金色财经|6月 18, 2026 14:40
Founder of Oak Capital: Those who are cautious are unlikely to achieve great things, and those who are watching now may miss the greatest investment opportunity in history
According to Golden Finance, on June 18th, Howard Marks, co-founder of Oaktree Capital, recently discussed on a podcast whether the current market has fallen into "irrational exuberance" and the opportunities and risks under the AI investment boom. He pointed out that the current market can be described using the words of Greenspan 30 years ago, that we are in a state of "prosperity", but no one can determine whether this is truly "irrational". He cited SpaceX's IPO with a valuation of nearly $2 trillion as an example, stating that whether or not to participate and at what price to participate in such IPOs are purely "guessing" and cannot calculate a reasonable price on paper like traditional value investing.
Howard mentioned his favorite signature line: 'Those who are cautious are unlikely to achieve great things.'. He pointed out a current investment challenge: investing in such tech giants may make huge mistakes, but it can also create brilliant achievements.

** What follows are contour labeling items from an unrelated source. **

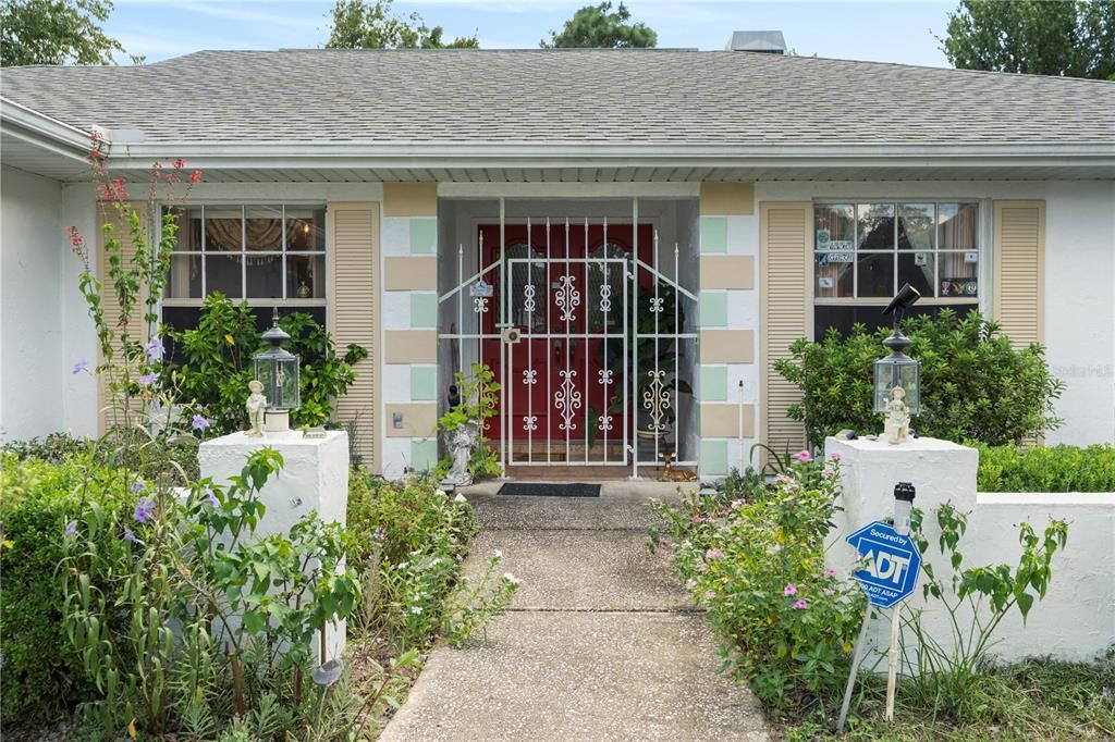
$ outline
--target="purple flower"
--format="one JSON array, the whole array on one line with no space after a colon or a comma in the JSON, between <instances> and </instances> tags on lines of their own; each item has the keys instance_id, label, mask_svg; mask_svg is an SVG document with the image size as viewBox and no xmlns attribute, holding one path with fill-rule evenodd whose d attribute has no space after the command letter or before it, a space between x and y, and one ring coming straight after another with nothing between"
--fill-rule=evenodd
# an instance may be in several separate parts
<instances>
[{"instance_id":1,"label":"purple flower","mask_svg":"<svg viewBox=\"0 0 1115 742\"><path fill-rule=\"evenodd\" d=\"M147 343L147 360L157 361L161 358L163 358L163 340L152 338L151 342Z\"/></svg>"},{"instance_id":2,"label":"purple flower","mask_svg":"<svg viewBox=\"0 0 1115 742\"><path fill-rule=\"evenodd\" d=\"M147 523L147 520L155 514L155 498L153 497L140 497L139 501L136 502L136 510L132 514L132 517L136 519L137 523Z\"/></svg>"}]
</instances>

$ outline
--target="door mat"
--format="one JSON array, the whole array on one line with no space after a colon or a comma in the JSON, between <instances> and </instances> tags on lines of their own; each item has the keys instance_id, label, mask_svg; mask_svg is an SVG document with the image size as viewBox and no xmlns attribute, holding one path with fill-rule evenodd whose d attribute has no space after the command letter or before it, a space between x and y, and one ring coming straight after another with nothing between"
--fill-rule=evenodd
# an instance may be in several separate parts
<instances>
[{"instance_id":1,"label":"door mat","mask_svg":"<svg viewBox=\"0 0 1115 742\"><path fill-rule=\"evenodd\" d=\"M508 481L500 488L500 495L518 497L600 497L600 485Z\"/></svg>"}]
</instances>

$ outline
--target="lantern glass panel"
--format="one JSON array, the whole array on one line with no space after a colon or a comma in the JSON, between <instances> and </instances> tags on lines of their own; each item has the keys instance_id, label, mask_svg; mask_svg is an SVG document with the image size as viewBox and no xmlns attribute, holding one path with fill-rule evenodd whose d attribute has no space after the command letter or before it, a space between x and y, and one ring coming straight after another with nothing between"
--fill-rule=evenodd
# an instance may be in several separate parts
<instances>
[{"instance_id":1,"label":"lantern glass panel","mask_svg":"<svg viewBox=\"0 0 1115 742\"><path fill-rule=\"evenodd\" d=\"M885 412L891 400L891 390L901 387L905 391L902 401L910 414L921 410L921 385L918 373L919 363L909 355L895 353L875 361L875 412Z\"/></svg>"},{"instance_id":2,"label":"lantern glass panel","mask_svg":"<svg viewBox=\"0 0 1115 742\"><path fill-rule=\"evenodd\" d=\"M269 410L300 407L299 358L282 349L269 349L253 359L255 378L263 384Z\"/></svg>"}]
</instances>

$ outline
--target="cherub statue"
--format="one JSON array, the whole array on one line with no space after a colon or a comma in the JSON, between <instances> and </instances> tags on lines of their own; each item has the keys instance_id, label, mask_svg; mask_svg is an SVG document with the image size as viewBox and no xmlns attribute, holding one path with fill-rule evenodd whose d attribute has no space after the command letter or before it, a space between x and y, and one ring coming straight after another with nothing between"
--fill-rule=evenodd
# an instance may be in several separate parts
<instances>
[{"instance_id":1,"label":"cherub statue","mask_svg":"<svg viewBox=\"0 0 1115 742\"><path fill-rule=\"evenodd\" d=\"M248 389L252 392L248 396L248 401L244 402L244 408L248 410L248 423L251 426L248 435L252 438L263 438L263 413L268 409L268 398L263 396L263 383L259 379L252 379L248 382Z\"/></svg>"},{"instance_id":2,"label":"cherub statue","mask_svg":"<svg viewBox=\"0 0 1115 742\"><path fill-rule=\"evenodd\" d=\"M886 422L883 426L883 433L886 442L893 445L904 443L910 435L910 408L903 402L905 390L895 387L891 390L891 401L886 403Z\"/></svg>"}]
</instances>

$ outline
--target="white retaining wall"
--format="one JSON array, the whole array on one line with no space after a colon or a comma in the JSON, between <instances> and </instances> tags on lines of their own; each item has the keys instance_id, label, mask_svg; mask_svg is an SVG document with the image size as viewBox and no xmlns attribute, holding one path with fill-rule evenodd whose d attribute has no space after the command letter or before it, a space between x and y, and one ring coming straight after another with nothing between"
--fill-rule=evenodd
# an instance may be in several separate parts
<instances>
[{"instance_id":1,"label":"white retaining wall","mask_svg":"<svg viewBox=\"0 0 1115 742\"><path fill-rule=\"evenodd\" d=\"M1068 544L1053 559L1053 579L1046 596L1036 601L1025 625L1017 608L996 633L992 654L1005 662L1053 655L1066 661L1092 661L1115 643L1115 494L977 494L978 452L929 438L903 446L865 439L825 441L825 455L841 456L844 487L836 528L831 534L826 562L842 576L851 572L852 548L844 537L894 511L894 485L909 481L917 488L914 506L925 514L929 540L922 558L934 566L941 582L950 584L951 567L938 550L935 510L946 501L969 511L968 530L960 540L963 567L1018 565L1021 546L1018 524L1029 523L1040 535L1050 518L1068 520ZM923 608L923 626L938 641L951 636L948 615L934 598L921 597L924 574L909 608ZM876 652L885 651L890 612L872 622L869 634ZM904 636L904 641L911 641ZM870 658L865 667L878 660ZM883 663L885 665L885 661Z\"/></svg>"}]
</instances>

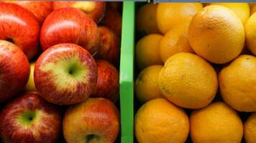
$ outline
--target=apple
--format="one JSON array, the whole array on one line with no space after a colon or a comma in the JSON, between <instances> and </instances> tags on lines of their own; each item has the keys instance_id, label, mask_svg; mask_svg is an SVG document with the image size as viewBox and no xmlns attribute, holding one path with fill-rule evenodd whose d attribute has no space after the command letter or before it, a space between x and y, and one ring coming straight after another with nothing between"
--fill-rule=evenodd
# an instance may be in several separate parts
<instances>
[{"instance_id":1,"label":"apple","mask_svg":"<svg viewBox=\"0 0 256 143\"><path fill-rule=\"evenodd\" d=\"M42 49L61 43L73 43L96 54L99 44L96 24L84 12L74 8L53 11L45 19L40 33Z\"/></svg>"},{"instance_id":2,"label":"apple","mask_svg":"<svg viewBox=\"0 0 256 143\"><path fill-rule=\"evenodd\" d=\"M73 7L86 13L96 23L99 23L106 11L106 2L104 1L55 1L52 3L53 9L65 7Z\"/></svg>"},{"instance_id":3,"label":"apple","mask_svg":"<svg viewBox=\"0 0 256 143\"><path fill-rule=\"evenodd\" d=\"M101 24L112 29L117 36L122 32L122 16L120 14L111 7L108 7Z\"/></svg>"},{"instance_id":4,"label":"apple","mask_svg":"<svg viewBox=\"0 0 256 143\"><path fill-rule=\"evenodd\" d=\"M97 56L117 66L119 61L120 39L114 31L104 26L99 27L100 44Z\"/></svg>"},{"instance_id":5,"label":"apple","mask_svg":"<svg viewBox=\"0 0 256 143\"><path fill-rule=\"evenodd\" d=\"M122 12L122 1L108 1L106 3L106 7L111 7L116 9L119 12Z\"/></svg>"},{"instance_id":6,"label":"apple","mask_svg":"<svg viewBox=\"0 0 256 143\"><path fill-rule=\"evenodd\" d=\"M35 88L35 82L34 82L34 69L35 69L35 62L30 63L30 74L29 81L27 83L25 87L25 90L27 92L37 92L37 89Z\"/></svg>"},{"instance_id":7,"label":"apple","mask_svg":"<svg viewBox=\"0 0 256 143\"><path fill-rule=\"evenodd\" d=\"M29 76L29 63L14 44L0 40L0 103L22 92Z\"/></svg>"},{"instance_id":8,"label":"apple","mask_svg":"<svg viewBox=\"0 0 256 143\"><path fill-rule=\"evenodd\" d=\"M74 44L56 44L44 51L35 65L38 94L57 104L82 102L93 92L97 66L89 52Z\"/></svg>"},{"instance_id":9,"label":"apple","mask_svg":"<svg viewBox=\"0 0 256 143\"><path fill-rule=\"evenodd\" d=\"M25 93L1 112L1 137L6 143L55 142L61 131L61 112L37 94Z\"/></svg>"},{"instance_id":10,"label":"apple","mask_svg":"<svg viewBox=\"0 0 256 143\"><path fill-rule=\"evenodd\" d=\"M52 11L52 1L4 1L6 3L16 4L28 9L34 14L40 24Z\"/></svg>"},{"instance_id":11,"label":"apple","mask_svg":"<svg viewBox=\"0 0 256 143\"><path fill-rule=\"evenodd\" d=\"M113 143L119 126L118 109L104 98L88 98L70 106L63 122L64 138L69 143Z\"/></svg>"},{"instance_id":12,"label":"apple","mask_svg":"<svg viewBox=\"0 0 256 143\"><path fill-rule=\"evenodd\" d=\"M19 47L29 59L38 52L40 24L34 14L13 4L0 4L0 39Z\"/></svg>"},{"instance_id":13,"label":"apple","mask_svg":"<svg viewBox=\"0 0 256 143\"><path fill-rule=\"evenodd\" d=\"M119 99L119 74L116 67L104 60L96 61L98 80L91 97L103 97L116 103Z\"/></svg>"}]
</instances>

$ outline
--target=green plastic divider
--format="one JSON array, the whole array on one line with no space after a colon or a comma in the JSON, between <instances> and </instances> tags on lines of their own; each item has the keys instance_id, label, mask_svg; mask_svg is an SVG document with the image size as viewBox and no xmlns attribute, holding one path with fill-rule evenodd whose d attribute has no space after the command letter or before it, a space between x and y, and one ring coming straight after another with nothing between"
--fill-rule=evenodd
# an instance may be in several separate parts
<instances>
[{"instance_id":1,"label":"green plastic divider","mask_svg":"<svg viewBox=\"0 0 256 143\"><path fill-rule=\"evenodd\" d=\"M134 141L134 2L124 2L119 80L122 143Z\"/></svg>"}]
</instances>

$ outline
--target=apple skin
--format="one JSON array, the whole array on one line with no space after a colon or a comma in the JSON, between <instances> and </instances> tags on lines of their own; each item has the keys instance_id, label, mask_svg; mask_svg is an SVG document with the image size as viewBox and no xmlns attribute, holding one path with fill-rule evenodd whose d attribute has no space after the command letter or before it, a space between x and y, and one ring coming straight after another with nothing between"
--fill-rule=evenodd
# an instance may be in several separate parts
<instances>
[{"instance_id":1,"label":"apple skin","mask_svg":"<svg viewBox=\"0 0 256 143\"><path fill-rule=\"evenodd\" d=\"M2 109L1 139L6 143L55 142L61 131L61 114L56 105L37 94L25 93Z\"/></svg>"},{"instance_id":2,"label":"apple skin","mask_svg":"<svg viewBox=\"0 0 256 143\"><path fill-rule=\"evenodd\" d=\"M52 1L4 1L6 3L16 4L27 9L34 14L40 24L52 11Z\"/></svg>"},{"instance_id":3,"label":"apple skin","mask_svg":"<svg viewBox=\"0 0 256 143\"><path fill-rule=\"evenodd\" d=\"M68 143L114 142L119 131L119 113L104 98L88 98L70 106L63 122L64 138Z\"/></svg>"},{"instance_id":4,"label":"apple skin","mask_svg":"<svg viewBox=\"0 0 256 143\"><path fill-rule=\"evenodd\" d=\"M101 41L97 57L118 66L120 57L120 39L106 26L99 26Z\"/></svg>"},{"instance_id":5,"label":"apple skin","mask_svg":"<svg viewBox=\"0 0 256 143\"><path fill-rule=\"evenodd\" d=\"M99 40L96 24L82 11L70 7L50 13L42 24L40 33L43 51L58 44L73 43L94 55Z\"/></svg>"},{"instance_id":6,"label":"apple skin","mask_svg":"<svg viewBox=\"0 0 256 143\"><path fill-rule=\"evenodd\" d=\"M97 60L96 64L97 85L91 97L106 98L116 103L119 99L119 73L106 61Z\"/></svg>"},{"instance_id":7,"label":"apple skin","mask_svg":"<svg viewBox=\"0 0 256 143\"><path fill-rule=\"evenodd\" d=\"M39 22L32 12L19 5L0 3L0 39L12 41L32 59L39 51Z\"/></svg>"},{"instance_id":8,"label":"apple skin","mask_svg":"<svg viewBox=\"0 0 256 143\"><path fill-rule=\"evenodd\" d=\"M30 63L30 74L29 81L27 82L27 85L25 87L26 92L37 92L37 89L35 88L34 82L35 64L35 61Z\"/></svg>"},{"instance_id":9,"label":"apple skin","mask_svg":"<svg viewBox=\"0 0 256 143\"><path fill-rule=\"evenodd\" d=\"M22 92L29 76L29 63L14 44L0 40L0 103Z\"/></svg>"},{"instance_id":10,"label":"apple skin","mask_svg":"<svg viewBox=\"0 0 256 143\"><path fill-rule=\"evenodd\" d=\"M87 14L96 23L99 23L106 11L106 2L104 1L61 1L52 2L53 9L65 7L78 9Z\"/></svg>"},{"instance_id":11,"label":"apple skin","mask_svg":"<svg viewBox=\"0 0 256 143\"><path fill-rule=\"evenodd\" d=\"M93 92L97 66L89 52L74 44L60 44L36 61L34 81L39 94L57 104L82 102Z\"/></svg>"},{"instance_id":12,"label":"apple skin","mask_svg":"<svg viewBox=\"0 0 256 143\"><path fill-rule=\"evenodd\" d=\"M108 7L101 24L112 29L117 36L121 36L122 16L120 14L111 7Z\"/></svg>"}]
</instances>

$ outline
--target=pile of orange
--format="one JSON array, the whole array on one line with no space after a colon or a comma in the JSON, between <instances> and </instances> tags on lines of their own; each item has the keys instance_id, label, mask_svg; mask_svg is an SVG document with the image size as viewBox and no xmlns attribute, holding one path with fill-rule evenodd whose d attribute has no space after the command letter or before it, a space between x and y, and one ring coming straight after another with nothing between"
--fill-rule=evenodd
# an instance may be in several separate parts
<instances>
[{"instance_id":1,"label":"pile of orange","mask_svg":"<svg viewBox=\"0 0 256 143\"><path fill-rule=\"evenodd\" d=\"M247 3L139 9L138 142L256 142L255 11Z\"/></svg>"}]
</instances>

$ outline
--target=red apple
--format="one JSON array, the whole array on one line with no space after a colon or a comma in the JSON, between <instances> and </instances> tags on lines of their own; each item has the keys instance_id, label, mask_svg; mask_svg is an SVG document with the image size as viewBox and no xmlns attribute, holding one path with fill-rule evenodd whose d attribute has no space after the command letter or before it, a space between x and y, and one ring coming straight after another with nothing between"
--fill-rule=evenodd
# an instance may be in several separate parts
<instances>
[{"instance_id":1,"label":"red apple","mask_svg":"<svg viewBox=\"0 0 256 143\"><path fill-rule=\"evenodd\" d=\"M70 106L63 122L67 142L113 143L119 131L119 113L115 105L103 98L88 98Z\"/></svg>"},{"instance_id":2,"label":"red apple","mask_svg":"<svg viewBox=\"0 0 256 143\"><path fill-rule=\"evenodd\" d=\"M96 23L99 23L104 16L106 3L104 1L53 1L53 9L73 7L86 13Z\"/></svg>"},{"instance_id":3,"label":"red apple","mask_svg":"<svg viewBox=\"0 0 256 143\"><path fill-rule=\"evenodd\" d=\"M114 31L104 26L99 27L101 41L98 57L117 66L120 54L120 39Z\"/></svg>"},{"instance_id":4,"label":"red apple","mask_svg":"<svg viewBox=\"0 0 256 143\"><path fill-rule=\"evenodd\" d=\"M0 40L0 103L22 92L29 76L29 63L14 44Z\"/></svg>"},{"instance_id":5,"label":"red apple","mask_svg":"<svg viewBox=\"0 0 256 143\"><path fill-rule=\"evenodd\" d=\"M56 105L33 93L9 103L1 113L4 142L55 142L61 130L61 112Z\"/></svg>"},{"instance_id":6,"label":"red apple","mask_svg":"<svg viewBox=\"0 0 256 143\"><path fill-rule=\"evenodd\" d=\"M29 59L38 52L40 26L34 14L13 4L0 4L0 39L13 42Z\"/></svg>"},{"instance_id":7,"label":"red apple","mask_svg":"<svg viewBox=\"0 0 256 143\"><path fill-rule=\"evenodd\" d=\"M101 24L112 29L114 33L120 36L122 32L122 16L120 14L111 7L108 7Z\"/></svg>"},{"instance_id":8,"label":"red apple","mask_svg":"<svg viewBox=\"0 0 256 143\"><path fill-rule=\"evenodd\" d=\"M106 7L111 7L117 11L122 12L122 1L108 1L106 3Z\"/></svg>"},{"instance_id":9,"label":"red apple","mask_svg":"<svg viewBox=\"0 0 256 143\"><path fill-rule=\"evenodd\" d=\"M99 31L96 24L84 12L74 8L53 11L42 24L40 41L42 49L61 43L73 43L93 55L98 51Z\"/></svg>"},{"instance_id":10,"label":"red apple","mask_svg":"<svg viewBox=\"0 0 256 143\"><path fill-rule=\"evenodd\" d=\"M114 66L106 61L97 60L98 81L91 96L103 97L116 103L119 99L119 74Z\"/></svg>"},{"instance_id":11,"label":"red apple","mask_svg":"<svg viewBox=\"0 0 256 143\"><path fill-rule=\"evenodd\" d=\"M34 70L39 94L47 102L73 104L82 102L93 92L97 66L86 49L74 44L60 44L44 51Z\"/></svg>"},{"instance_id":12,"label":"red apple","mask_svg":"<svg viewBox=\"0 0 256 143\"><path fill-rule=\"evenodd\" d=\"M52 11L52 1L4 1L6 3L12 3L22 6L34 14L40 24L45 17Z\"/></svg>"}]
</instances>

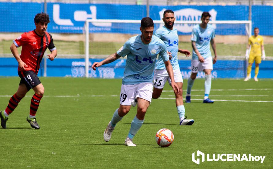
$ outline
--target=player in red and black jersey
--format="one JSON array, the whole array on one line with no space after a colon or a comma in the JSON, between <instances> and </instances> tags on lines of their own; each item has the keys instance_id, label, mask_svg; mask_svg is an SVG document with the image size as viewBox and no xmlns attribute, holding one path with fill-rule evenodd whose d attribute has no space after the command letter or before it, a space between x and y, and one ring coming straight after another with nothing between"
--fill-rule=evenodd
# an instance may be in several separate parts
<instances>
[{"instance_id":1,"label":"player in red and black jersey","mask_svg":"<svg viewBox=\"0 0 273 169\"><path fill-rule=\"evenodd\" d=\"M37 74L46 49L48 48L50 51L50 54L48 56L52 61L57 56L57 50L52 37L46 32L48 24L50 22L48 15L45 13L38 14L35 16L34 21L35 29L22 34L13 41L10 46L10 50L18 62L18 74L21 80L17 92L10 99L6 109L0 112L1 125L4 128L6 128L9 114L31 88L34 90L35 94L31 99L29 115L27 117L27 120L33 128L40 128L35 116L44 88ZM21 46L22 51L19 56L17 48Z\"/></svg>"}]
</instances>

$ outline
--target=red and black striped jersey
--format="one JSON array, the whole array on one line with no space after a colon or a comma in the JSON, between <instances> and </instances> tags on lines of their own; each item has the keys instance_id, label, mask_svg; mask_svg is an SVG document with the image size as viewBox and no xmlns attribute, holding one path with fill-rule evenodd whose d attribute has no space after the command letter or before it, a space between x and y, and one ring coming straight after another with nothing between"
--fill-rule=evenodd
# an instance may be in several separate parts
<instances>
[{"instance_id":1,"label":"red and black striped jersey","mask_svg":"<svg viewBox=\"0 0 273 169\"><path fill-rule=\"evenodd\" d=\"M46 32L44 36L40 36L35 30L23 33L13 43L17 47L22 46L20 58L28 66L25 67L26 70L32 70L37 74L47 48L51 52L56 49L50 34Z\"/></svg>"}]
</instances>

And those who wait and see due to fear of risk may miss the greatest investment opportunity in human history. On the other hand, investors in traditional industries such as transportation, distribution and retail, and real estate are unlikely to make catastrophic investment mistakes, and they are also unable to seize this epoch-making huge dividend.
At the valuation level, Howard gave a key reference: the current P/E ratio of the S&P 500 is about 23 times, 16 times higher than the average in 1980, about 50%, but far lower than 32 times of the Internet foam in 2000, and also lower than the level of 60 to 90 times in the "beautiful 50" era, so the overall "is high but not out of control".
In the face of AI investment, he proposed a three-tier gradient layout approach: investing in ultra large scale technology companies is a low-risk path because they have mature businesses and cash flows; Investing in vertical AI companies such as Anthropic and OpenAI carries higher risks but has a higher probability of survival; Investing in early-stage startups is similar to buying lottery tickets, where most people will lose money and a few will become extremely wealthy. He suggested that investors can choose which position in the risk spectrum to invest in, or mix and allocate different positions on the spectrum, and then decide on the proportion of these companies on the spectrum that should account for their total investment portfolio.